Just at a time when the world’s food supply is shifting into shortage, when food prices are rocketing and agricultural commodity prices sky-high, when the costs of farming inputs like diesel are shooting up, and when policymakers are creating new demands for bio-fuels, up pops the EU Commission with a plan for a dramatic reduction in crop yields. Yes. You read that right. A reduction. The word “Perverse” might have been coined just for this initiative.
The Commission has given in to pressure from various alarmist green lobbies to introduce draconian bans on commonly-used pesticides and herbicides, many of which have been in use perfectly safely for decades. After all, say the bureaucrats, there may be no evidence of harm, but there could be potential problems that we don’t know about yet. This is the EU’s infamous Precautionary Principle. If something could be dangerous, assume it is, and ban it. On this basis we might well ban getting out of bed in the morning. Or crossing the road.

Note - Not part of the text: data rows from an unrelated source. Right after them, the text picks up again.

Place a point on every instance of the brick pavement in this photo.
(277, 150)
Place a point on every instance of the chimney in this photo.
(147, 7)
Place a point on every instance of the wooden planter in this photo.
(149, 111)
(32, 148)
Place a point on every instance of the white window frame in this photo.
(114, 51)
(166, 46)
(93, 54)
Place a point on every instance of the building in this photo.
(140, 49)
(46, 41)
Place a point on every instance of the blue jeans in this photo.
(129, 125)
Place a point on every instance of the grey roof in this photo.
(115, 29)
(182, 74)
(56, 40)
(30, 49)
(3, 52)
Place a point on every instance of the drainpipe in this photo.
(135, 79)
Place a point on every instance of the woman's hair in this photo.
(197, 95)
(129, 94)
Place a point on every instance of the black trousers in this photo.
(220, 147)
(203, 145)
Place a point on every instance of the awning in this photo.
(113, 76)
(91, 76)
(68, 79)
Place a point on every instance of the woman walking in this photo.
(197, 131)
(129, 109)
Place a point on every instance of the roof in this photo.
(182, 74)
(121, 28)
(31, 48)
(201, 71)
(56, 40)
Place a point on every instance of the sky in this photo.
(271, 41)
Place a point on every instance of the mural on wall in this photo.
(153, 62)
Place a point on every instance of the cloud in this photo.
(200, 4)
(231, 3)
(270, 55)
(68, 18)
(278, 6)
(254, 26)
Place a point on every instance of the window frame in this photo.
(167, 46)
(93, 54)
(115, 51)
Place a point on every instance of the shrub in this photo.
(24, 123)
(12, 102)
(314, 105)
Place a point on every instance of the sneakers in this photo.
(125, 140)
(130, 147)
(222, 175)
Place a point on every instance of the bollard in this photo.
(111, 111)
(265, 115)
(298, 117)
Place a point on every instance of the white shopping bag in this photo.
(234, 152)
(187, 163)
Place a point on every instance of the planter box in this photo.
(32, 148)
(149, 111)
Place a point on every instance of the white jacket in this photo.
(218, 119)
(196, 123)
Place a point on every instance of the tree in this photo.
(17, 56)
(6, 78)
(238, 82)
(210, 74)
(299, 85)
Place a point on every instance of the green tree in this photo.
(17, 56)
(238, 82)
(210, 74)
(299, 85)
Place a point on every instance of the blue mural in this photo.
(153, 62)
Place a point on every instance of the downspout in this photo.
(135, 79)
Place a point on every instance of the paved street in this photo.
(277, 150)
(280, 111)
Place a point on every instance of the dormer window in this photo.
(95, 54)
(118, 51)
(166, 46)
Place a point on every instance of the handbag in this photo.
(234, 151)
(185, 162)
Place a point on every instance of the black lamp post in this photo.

The European parliament, true to form, took some bad proposals from the Commission and made them worse. After all, you get cheap headlines by saying “MEPs vote to increase consumer protection”, if you don’t happen to mention the effect on food prices and availability. Too often, MEPs revel in the exercise of power without responsibility.
We don’t know of any harm caused by these substances, but we know an awful lot about the harm caused by banning them. The UK government’s prestigious Pesticide Safety Directorate (PSD) has published a damning report on the parliament’s proposals, saying they could reduce the availability of pesticides by up to 85%. PSD concludes that if the parliament’s proposals were implemented, “conventional agriculture in the UK (and much of the EC) … would not be achievable, with major impacts on crop yields and food quality”. There will certainly be double-digit percentage reductions in yields, with some estimates of losses up to 50%.
And the worst irony of all is that these measure would force production offshore, to jurisdictions with less rigorous rules and controls, and we should end up eating imported food with higher pesticide residues. So the consequences of the EU’s plan will be less food; more expensive food; plus slugs in the lettuce and worms in the apples. Or higher pesticide residues. Or both.